Systemic change will be achieved faster if we join our forces.
According to experts, we will see revolutionary technological and social changes within the next twenty years, which will have a substantial effect on our way of life and work. In order to have a better future, the new generation – Generation 3.0 – will need skills and knowledge for the 21st century.
The expected decline of many traditional professions, the growing popularity of ultra-right parties, and deepening differences between regions are just a hint of what we as a country will have to cope with. Shall we be ready?
The Economist Intelligence Unit (EIU), with the support of the Yidan Prize Foundation, issued a report on the Worldwide Educating for the Future Index, which is based on in-depth interviews with 17 global experts. (bit.ly/EIUreport) It is the first global index which considers inputs rather than outputs (such as test results) into education systems, focusing on the group of people aged 15-24 in 35 economies.
In its introduction the report speaks of the skills needed for the changing world. Education will be less about learning information and more about analysing and using information. “Content knowledge is becoming a commodity,” the report quotes Tony Wagner of Harvard University. The report further identifies the types of skills current students will need if they want to be successful as adults: interdisciplinary skills, creative and analytical skills, entrepreneurial skills, leadership, digital and technical skills, global awareness and civic education.
The report was issued after the pilot year of Generation 3.0 was launched by the Pontis Foundation at the beginning of 2017. In many respects it confirmed what the experts who helped to create the project say. “The launch of Generation 3.0 was preceded by several analyses conducted among companies, and we talked to Slovakia’s innovators and personalities. The results have confirmed that there are some organizations and initiatives in education which bring in necessary innovations and promote a better learning for our children. However, what is failing is communication and cooperation between them, which hinders overall progress,” explains Lenka Surotchak, Executive Director of the Pontis Foundation.
When setting the year-long model, the executive team of the project also took into account the fragmentariness of financial support, compensation for school equipment from corporate funds, or the lack of connections in measuring the impact.
The Pontis Foundation is going to issue the first report on the impact of Generation 3.0 at the end of the 2017-18 school year. What has been achieved so far?
We received 53 good quality nominations from all over Slovakia in response to the January call. In the first round an independent evaluation committee shortlisted 15 projects, which the Pontis Foundation, in cooperation with experts, prepared for the finals, using the format of TED conferences. In May, after a very difficult decision-making process, experts selected 3 winners.
First on a small scale
“The number of winners was restricted by the funds available and our intention to test the model’s functionality on a small scale. Each winner received a financial grant of EUR 10,000 and in-kind support worth approximately EUR 20,000,” says Norbert Maur, the manager of Generation 3.0 at the Pontis Foundation. “The award-giving ceremony only started Generation 3.0. In the following months we put the winners in touch with measurement experts. Together, we arrived at the parameters that we will be monitoring and measuring during the school year and that will enable us to assess if their approach really improves the declared skills, knowledge, or attitudes. If our measurement confirms this, we will test the approach at another 2 or 3 schools in the next school year. The goal is to generate solutions which the state will then be able to implement at national level,” adds Maur.

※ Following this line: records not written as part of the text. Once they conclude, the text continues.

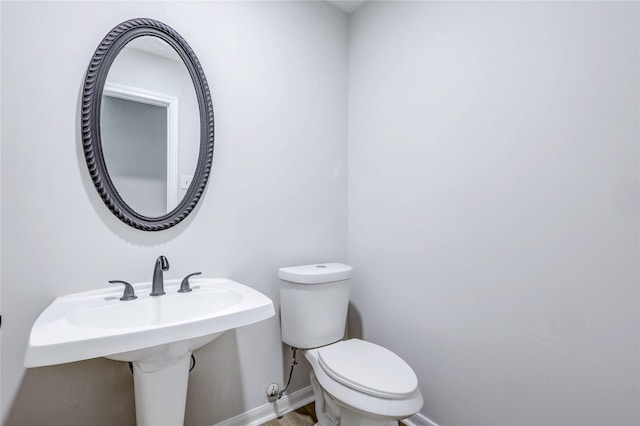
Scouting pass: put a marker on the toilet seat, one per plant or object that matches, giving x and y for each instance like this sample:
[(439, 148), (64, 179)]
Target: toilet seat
[(368, 368), (352, 396)]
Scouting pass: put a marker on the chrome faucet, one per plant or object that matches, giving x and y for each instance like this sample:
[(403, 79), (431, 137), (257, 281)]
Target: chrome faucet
[(157, 286)]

Access to better education for anyone interested
The Pontis Foundation is currently working on the generacia30.sk web, where we will post video recordings of the finalists’ presentations and start mapping other innovators’ projects. According to Lenka Surotchak, the web is the successor to the Map of Social Innovators, which the Foundation created in cooperation with Ashoka two years ago. “We want to take a closer look at the people who are improving how our children learn and create a practical tool for parents, teachers, and companies. The web will feature information about schools using innovative methods, experts’ references, and practical instructions which will help to disseminate the awarded Generation 3.0 projects free of charge.”
Lessons from the first months
“We know today that our January call will list categories similar to those in the EIU report so that there will be more balance in our choice of the Generation 3.0 winners. We also want to present an Award for Innovations in the System of Education. We will involve measurement experts at the beginning of the process to give the evaluation committee an opinion on each nomination from the point of view of measurement. In 2018 we would like to award up to 9 projects, which presents a financial challenge. We are therefore very grateful for all partners and supporters of Generation 3.0 who are helping us perform the individual activities,” says Lenka Surotchak.